After the Carmel Fire, McKendry sought therapy to treat her fire-related anxiety, stemming from post-traumatic stress disorder (PTSD) and the survivor’s guilt of seeing her home make it through the fire. At the same time, many of her neighbors’ houses did not.

“I very much felt as though I ‘shouldn’t’ relate to those things, because sure, we evacuated, but we got to come home, and some of our neighbors didn’t have homes anymore — so why should I have so many big feelings about it?” McKendry says.

Her therapist was quick to validate her fears and explained to her survivor's guilt and PTSD. McKendry says therapy showed her how deeply the experience had affected her — as well as the value of deep breathing.

“There’s something pretty twisted and poetic about trying to use calming breaths for fire anxiety when the air quality is bad,” she says.

November 14, 2018: Members of the Chabad of Agoura Hills thank firefighters after the Woolsey Fire.

Getty

Andrew Bryant is a therapist based in Seattle. He also runs the Climate & Mind, a hub that offers psychological resources to the climate crisis. The site includes a map, allowing individuals in the U.S. to look up therapists in their area who focus on climate issues.

“I have seen an uptick in clients voicing concerns about climate change since the wildfire smoke seasons began around 2017,” Bryant tells Inverse.

As a resident in a wildfire-prone area, I know that my anxiety isn’t contained to the summer months. I’ll often find myself worrying about fires as early as April and scrolling through Twitter for any reports of early drought, which could signal a bad wildfire season ahead.

Blumenthal says, “the key difference between secondary trauma and primary trauma is that “secondary trauma is cumulative.”

There’s no single incident, but multiple traumas — like numerous fires over a more extended wildfire season — and “each one sort of chips away at your sense of security and safety.”

Sometimes, it gets so bad that I consider leaving California altogether, unable to imagine a future as fires creep closer to my home. Seeing this summer’s Dixie Fire, which has exploded into California’s second-largest wildfire, makes smoky skies and fiery infernos seem like an inevitable part of my future.

South Lake Tahoe Councilmember John Friedrich welcomes people returning home after they evacuated from the Caldor Fire.

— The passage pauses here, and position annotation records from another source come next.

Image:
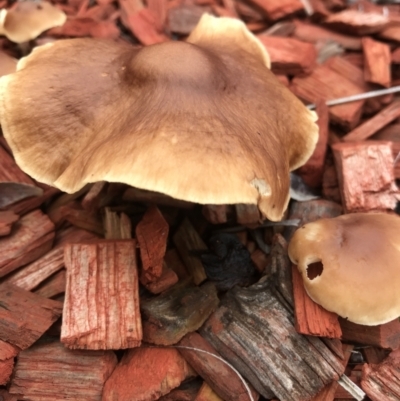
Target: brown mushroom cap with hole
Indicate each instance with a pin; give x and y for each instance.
(351, 265)
(203, 121)
(26, 20)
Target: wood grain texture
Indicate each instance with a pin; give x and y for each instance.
(25, 316)
(51, 372)
(101, 308)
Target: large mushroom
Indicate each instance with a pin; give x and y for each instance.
(204, 120)
(351, 265)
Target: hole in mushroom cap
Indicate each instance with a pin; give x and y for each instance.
(314, 270)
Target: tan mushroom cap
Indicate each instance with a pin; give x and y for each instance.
(203, 121)
(360, 256)
(28, 19)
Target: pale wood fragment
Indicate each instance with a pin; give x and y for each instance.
(152, 235)
(326, 84)
(31, 238)
(289, 56)
(101, 308)
(36, 272)
(376, 62)
(374, 124)
(382, 382)
(311, 318)
(25, 316)
(146, 374)
(187, 240)
(384, 335)
(49, 372)
(366, 175)
(219, 377)
(7, 219)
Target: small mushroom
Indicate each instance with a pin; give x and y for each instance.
(26, 20)
(203, 121)
(351, 265)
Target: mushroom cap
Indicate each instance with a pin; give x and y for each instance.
(360, 273)
(203, 121)
(28, 19)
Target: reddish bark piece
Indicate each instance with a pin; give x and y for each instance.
(220, 377)
(313, 33)
(215, 214)
(25, 316)
(36, 272)
(366, 175)
(101, 308)
(290, 56)
(77, 216)
(206, 393)
(325, 84)
(313, 170)
(328, 392)
(152, 235)
(384, 335)
(277, 9)
(376, 62)
(9, 171)
(49, 371)
(167, 279)
(374, 124)
(311, 318)
(382, 382)
(146, 374)
(358, 22)
(53, 286)
(7, 219)
(31, 238)
(142, 25)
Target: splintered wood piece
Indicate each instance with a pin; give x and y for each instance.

Jane Tyska/Digital First Media/East Bay Times via Getty Image

Laurie Singer says this “anticipatory anxiety” can occur among people living in fire-prone areas. Singer is a National Board Certified behavioral analyst based in Ventura County, California.

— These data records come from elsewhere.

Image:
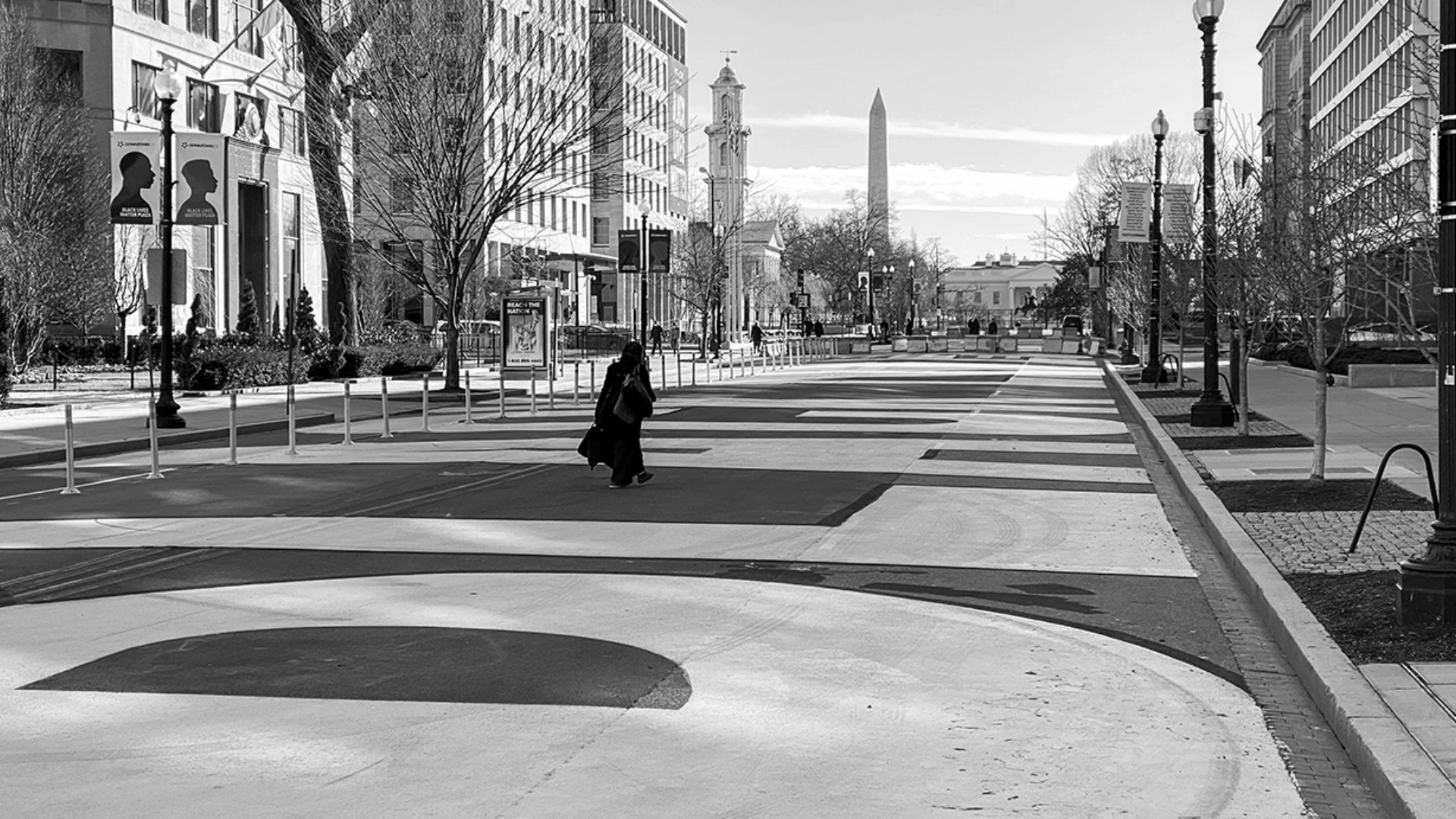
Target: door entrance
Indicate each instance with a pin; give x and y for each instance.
(253, 251)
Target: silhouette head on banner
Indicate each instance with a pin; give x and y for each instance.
(136, 175)
(200, 181)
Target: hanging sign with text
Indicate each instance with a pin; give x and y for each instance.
(134, 171)
(525, 330)
(1177, 215)
(1133, 224)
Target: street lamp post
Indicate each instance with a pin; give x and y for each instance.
(870, 286)
(168, 86)
(1210, 410)
(915, 297)
(1427, 583)
(1153, 366)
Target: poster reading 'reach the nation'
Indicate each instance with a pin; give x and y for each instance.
(134, 177)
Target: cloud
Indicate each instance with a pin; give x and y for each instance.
(937, 130)
(924, 187)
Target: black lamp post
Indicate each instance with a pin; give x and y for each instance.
(870, 284)
(168, 86)
(1153, 366)
(1210, 410)
(1427, 583)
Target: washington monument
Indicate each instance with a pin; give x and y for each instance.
(878, 199)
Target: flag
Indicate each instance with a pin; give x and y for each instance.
(268, 18)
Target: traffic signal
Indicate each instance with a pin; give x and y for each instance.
(629, 251)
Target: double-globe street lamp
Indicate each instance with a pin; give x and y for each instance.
(1153, 366)
(168, 88)
(1210, 410)
(1426, 589)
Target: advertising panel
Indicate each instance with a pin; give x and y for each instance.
(1133, 224)
(525, 328)
(200, 167)
(134, 168)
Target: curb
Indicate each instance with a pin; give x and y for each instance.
(164, 441)
(1400, 773)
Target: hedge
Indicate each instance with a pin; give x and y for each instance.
(1298, 356)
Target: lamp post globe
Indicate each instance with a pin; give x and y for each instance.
(168, 86)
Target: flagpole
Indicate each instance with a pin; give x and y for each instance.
(239, 36)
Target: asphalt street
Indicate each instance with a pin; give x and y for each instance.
(878, 588)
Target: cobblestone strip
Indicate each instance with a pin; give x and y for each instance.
(1316, 541)
(1316, 761)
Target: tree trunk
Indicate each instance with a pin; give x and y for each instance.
(1316, 468)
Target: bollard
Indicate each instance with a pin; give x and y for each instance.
(503, 388)
(71, 457)
(348, 433)
(383, 406)
(152, 425)
(232, 428)
(293, 425)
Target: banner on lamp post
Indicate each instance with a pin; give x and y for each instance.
(134, 169)
(1134, 219)
(200, 167)
(1177, 215)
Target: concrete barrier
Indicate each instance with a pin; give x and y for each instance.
(1392, 375)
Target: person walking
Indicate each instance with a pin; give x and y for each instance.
(628, 375)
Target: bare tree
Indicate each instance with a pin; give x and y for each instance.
(52, 194)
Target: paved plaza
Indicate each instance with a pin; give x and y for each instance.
(893, 586)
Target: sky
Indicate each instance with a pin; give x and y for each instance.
(992, 104)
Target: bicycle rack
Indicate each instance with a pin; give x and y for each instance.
(1163, 362)
(1430, 477)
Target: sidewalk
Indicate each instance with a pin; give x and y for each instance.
(1397, 720)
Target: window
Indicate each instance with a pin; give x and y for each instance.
(155, 9)
(204, 110)
(201, 18)
(249, 118)
(291, 131)
(400, 194)
(143, 91)
(64, 69)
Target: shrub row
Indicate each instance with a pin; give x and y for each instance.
(237, 366)
(1298, 356)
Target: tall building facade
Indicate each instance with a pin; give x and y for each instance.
(728, 191)
(240, 76)
(639, 149)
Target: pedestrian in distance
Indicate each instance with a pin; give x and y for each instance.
(625, 401)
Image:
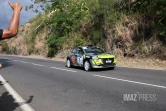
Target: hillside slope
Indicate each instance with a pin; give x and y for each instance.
(127, 29)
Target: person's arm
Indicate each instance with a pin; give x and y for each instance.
(14, 23)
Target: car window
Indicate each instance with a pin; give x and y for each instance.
(80, 51)
(93, 50)
(74, 50)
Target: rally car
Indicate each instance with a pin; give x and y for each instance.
(90, 57)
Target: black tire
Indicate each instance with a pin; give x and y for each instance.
(68, 63)
(87, 66)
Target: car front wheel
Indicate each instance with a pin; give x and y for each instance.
(87, 66)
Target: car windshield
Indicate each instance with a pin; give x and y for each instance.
(93, 50)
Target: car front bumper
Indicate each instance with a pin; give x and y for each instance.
(104, 66)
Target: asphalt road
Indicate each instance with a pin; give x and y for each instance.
(49, 86)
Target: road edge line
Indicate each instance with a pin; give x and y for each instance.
(23, 105)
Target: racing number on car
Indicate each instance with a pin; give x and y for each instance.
(73, 59)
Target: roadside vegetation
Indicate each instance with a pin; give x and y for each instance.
(132, 28)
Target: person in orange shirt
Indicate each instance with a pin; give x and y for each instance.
(14, 23)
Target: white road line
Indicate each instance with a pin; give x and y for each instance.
(164, 87)
(37, 64)
(63, 69)
(23, 105)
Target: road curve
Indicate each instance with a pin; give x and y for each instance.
(53, 87)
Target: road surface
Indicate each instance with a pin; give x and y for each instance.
(47, 85)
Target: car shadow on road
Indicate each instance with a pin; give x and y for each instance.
(7, 102)
(5, 63)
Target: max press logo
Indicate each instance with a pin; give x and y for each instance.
(139, 97)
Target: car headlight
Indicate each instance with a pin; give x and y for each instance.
(95, 58)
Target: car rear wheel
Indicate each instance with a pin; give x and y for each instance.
(87, 66)
(68, 63)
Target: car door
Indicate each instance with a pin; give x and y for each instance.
(73, 56)
(79, 56)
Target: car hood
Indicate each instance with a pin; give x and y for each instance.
(103, 55)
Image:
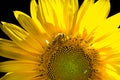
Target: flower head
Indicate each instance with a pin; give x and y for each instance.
(61, 41)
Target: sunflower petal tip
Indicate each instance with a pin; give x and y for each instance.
(16, 13)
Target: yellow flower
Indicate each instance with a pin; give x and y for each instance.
(61, 41)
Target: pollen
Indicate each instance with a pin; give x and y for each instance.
(69, 59)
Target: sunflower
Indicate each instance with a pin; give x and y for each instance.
(61, 41)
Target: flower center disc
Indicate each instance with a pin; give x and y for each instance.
(67, 60)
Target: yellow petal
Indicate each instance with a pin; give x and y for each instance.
(10, 50)
(18, 66)
(109, 26)
(83, 9)
(70, 11)
(33, 9)
(94, 16)
(21, 37)
(34, 30)
(52, 12)
(19, 76)
(112, 74)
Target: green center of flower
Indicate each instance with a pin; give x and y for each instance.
(69, 64)
(69, 60)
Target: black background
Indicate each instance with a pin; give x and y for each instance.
(8, 6)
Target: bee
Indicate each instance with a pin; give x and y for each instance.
(58, 38)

“It's an exaggerated fear of imminent danger,” Singer tells Inverse. It’s anticipating becoming anxious: You might start thinking it’s dry outside, which leads you to expect future fires that haven’t yet occurred. This can create irrational thoughts and a “sense of dread and fear.”

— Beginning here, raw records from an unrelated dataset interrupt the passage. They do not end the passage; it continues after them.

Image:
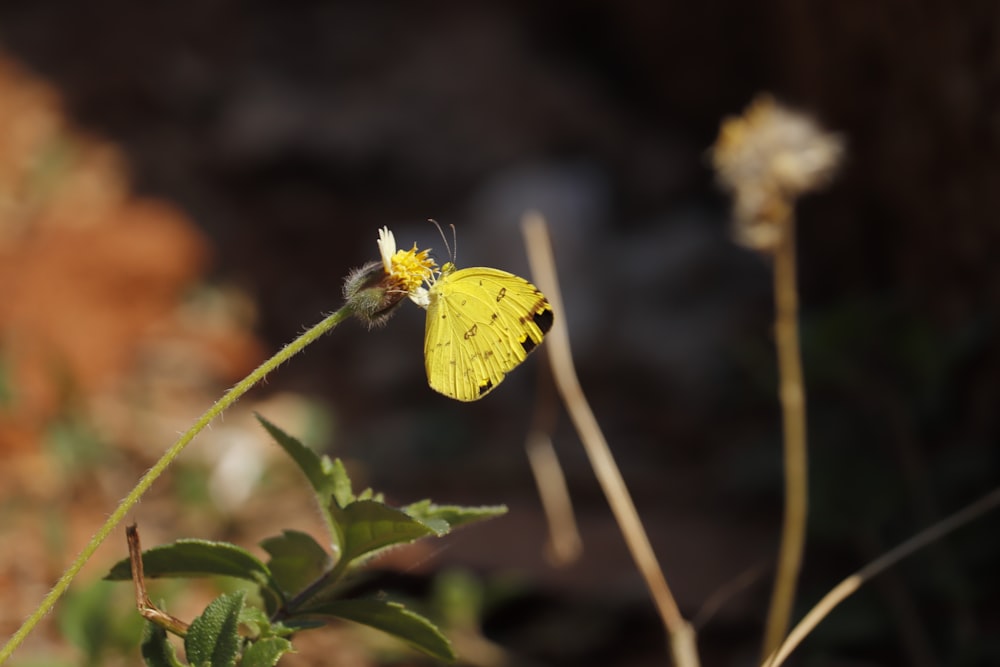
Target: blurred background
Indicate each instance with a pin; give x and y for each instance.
(184, 185)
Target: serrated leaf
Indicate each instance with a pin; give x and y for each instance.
(197, 558)
(296, 561)
(157, 651)
(213, 639)
(368, 526)
(394, 619)
(454, 515)
(266, 652)
(317, 469)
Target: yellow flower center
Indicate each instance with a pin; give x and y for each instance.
(411, 268)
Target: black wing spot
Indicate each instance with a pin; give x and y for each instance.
(528, 345)
(543, 319)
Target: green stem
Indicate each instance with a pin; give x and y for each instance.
(147, 480)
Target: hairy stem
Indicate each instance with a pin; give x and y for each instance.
(147, 480)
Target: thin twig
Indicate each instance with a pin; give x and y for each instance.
(793, 408)
(147, 480)
(681, 636)
(848, 586)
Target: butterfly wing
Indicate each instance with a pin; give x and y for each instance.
(481, 324)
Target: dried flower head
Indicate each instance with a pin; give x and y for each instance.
(768, 157)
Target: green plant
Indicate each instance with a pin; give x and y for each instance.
(302, 585)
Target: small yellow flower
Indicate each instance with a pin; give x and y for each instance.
(408, 270)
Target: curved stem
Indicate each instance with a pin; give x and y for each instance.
(793, 407)
(147, 480)
(680, 635)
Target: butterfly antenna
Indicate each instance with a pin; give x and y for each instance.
(452, 249)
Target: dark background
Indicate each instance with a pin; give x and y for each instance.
(291, 131)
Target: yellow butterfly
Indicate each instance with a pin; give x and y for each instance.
(481, 324)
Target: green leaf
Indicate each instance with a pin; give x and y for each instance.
(214, 640)
(368, 526)
(394, 619)
(157, 651)
(296, 561)
(317, 469)
(197, 558)
(453, 515)
(266, 652)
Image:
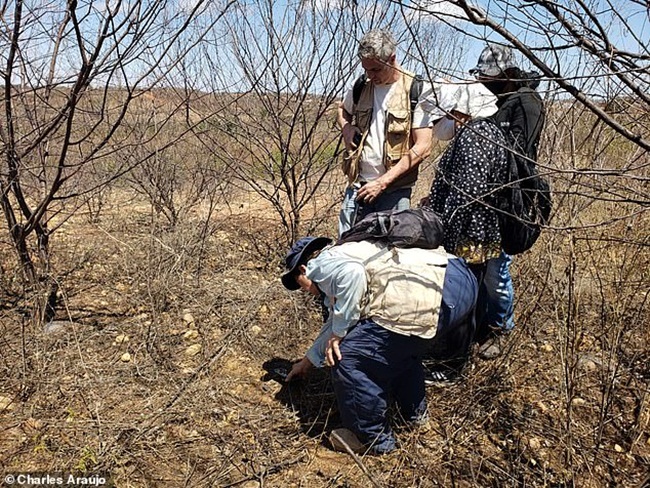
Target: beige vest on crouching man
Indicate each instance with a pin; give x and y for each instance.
(397, 129)
(404, 286)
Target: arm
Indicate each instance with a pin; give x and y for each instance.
(419, 151)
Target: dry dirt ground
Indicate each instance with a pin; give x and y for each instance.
(153, 374)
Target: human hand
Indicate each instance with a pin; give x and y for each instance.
(299, 369)
(332, 351)
(369, 192)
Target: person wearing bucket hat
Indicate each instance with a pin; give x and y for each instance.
(520, 114)
(469, 170)
(375, 335)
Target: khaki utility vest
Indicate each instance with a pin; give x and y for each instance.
(397, 129)
(404, 291)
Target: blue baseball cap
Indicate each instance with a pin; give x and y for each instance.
(302, 248)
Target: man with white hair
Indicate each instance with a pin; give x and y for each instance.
(386, 121)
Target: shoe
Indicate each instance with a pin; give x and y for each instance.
(440, 377)
(493, 346)
(344, 440)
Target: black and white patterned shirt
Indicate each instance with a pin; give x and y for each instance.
(466, 178)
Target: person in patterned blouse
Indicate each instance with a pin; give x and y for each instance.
(467, 176)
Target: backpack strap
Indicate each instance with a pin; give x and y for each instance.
(415, 92)
(358, 88)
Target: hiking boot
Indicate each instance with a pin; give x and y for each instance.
(440, 377)
(343, 439)
(493, 346)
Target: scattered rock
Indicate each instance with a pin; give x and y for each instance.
(193, 350)
(578, 402)
(188, 318)
(32, 425)
(57, 326)
(190, 334)
(587, 364)
(121, 339)
(534, 443)
(6, 404)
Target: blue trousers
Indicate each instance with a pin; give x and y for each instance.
(352, 211)
(496, 294)
(379, 366)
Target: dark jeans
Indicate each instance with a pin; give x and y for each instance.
(378, 366)
(456, 324)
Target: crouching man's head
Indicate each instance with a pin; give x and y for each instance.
(301, 252)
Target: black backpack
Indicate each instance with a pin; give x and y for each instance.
(414, 93)
(523, 203)
(413, 227)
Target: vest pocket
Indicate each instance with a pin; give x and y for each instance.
(363, 119)
(398, 125)
(397, 121)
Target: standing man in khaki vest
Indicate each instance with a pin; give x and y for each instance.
(386, 136)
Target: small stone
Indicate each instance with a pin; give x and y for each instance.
(578, 402)
(32, 425)
(6, 404)
(57, 326)
(193, 350)
(121, 339)
(190, 334)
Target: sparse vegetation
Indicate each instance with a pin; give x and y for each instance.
(163, 247)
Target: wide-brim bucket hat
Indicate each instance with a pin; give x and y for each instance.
(302, 248)
(494, 61)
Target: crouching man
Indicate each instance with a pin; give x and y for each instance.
(385, 307)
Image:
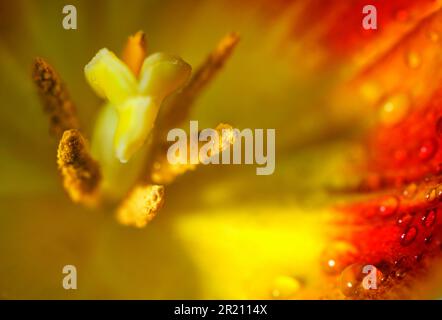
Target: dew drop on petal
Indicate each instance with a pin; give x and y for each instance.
(402, 15)
(336, 256)
(434, 36)
(429, 218)
(408, 236)
(388, 206)
(413, 60)
(351, 280)
(439, 127)
(427, 149)
(405, 219)
(285, 287)
(394, 109)
(410, 191)
(431, 195)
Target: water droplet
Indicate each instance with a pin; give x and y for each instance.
(403, 265)
(285, 287)
(410, 191)
(394, 109)
(336, 256)
(434, 36)
(427, 149)
(388, 206)
(351, 280)
(356, 283)
(428, 239)
(431, 195)
(439, 127)
(429, 218)
(402, 15)
(408, 236)
(405, 219)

Ultimately, the therapists I spoke to stressed three ways to cope with wildfire anxiety:

  1. Lean into your feelings
  2. Find a sense of community
  3. Take action

In areas with frequent wildfires, Blumenthal says he shifts from “assuring people of safety” toward trying to “focus on what actions are we taking to ensure our safety.”

Small actions, such as contacting our politicians about improving readiness for wildfire safety or taking action on climate change, can make us feel less helpless, he says.

“You know, people ask me how I can do this kind of work,” Blumenthal says. “One of my answers is I don't just see horror and catastrophe — I see incredible human strength and unity and care. I see a lot of good stuff.”

This strength will be needed in the United States and beyond. According to a report released in October, in 2021 approximately 72 percent of countries experienced an increase in human exposure to wildfires.

More frequent wildfires challenge our community, but they also strengthen it. Ultimately, the best way to weather our collective climate anxiety may be to band together.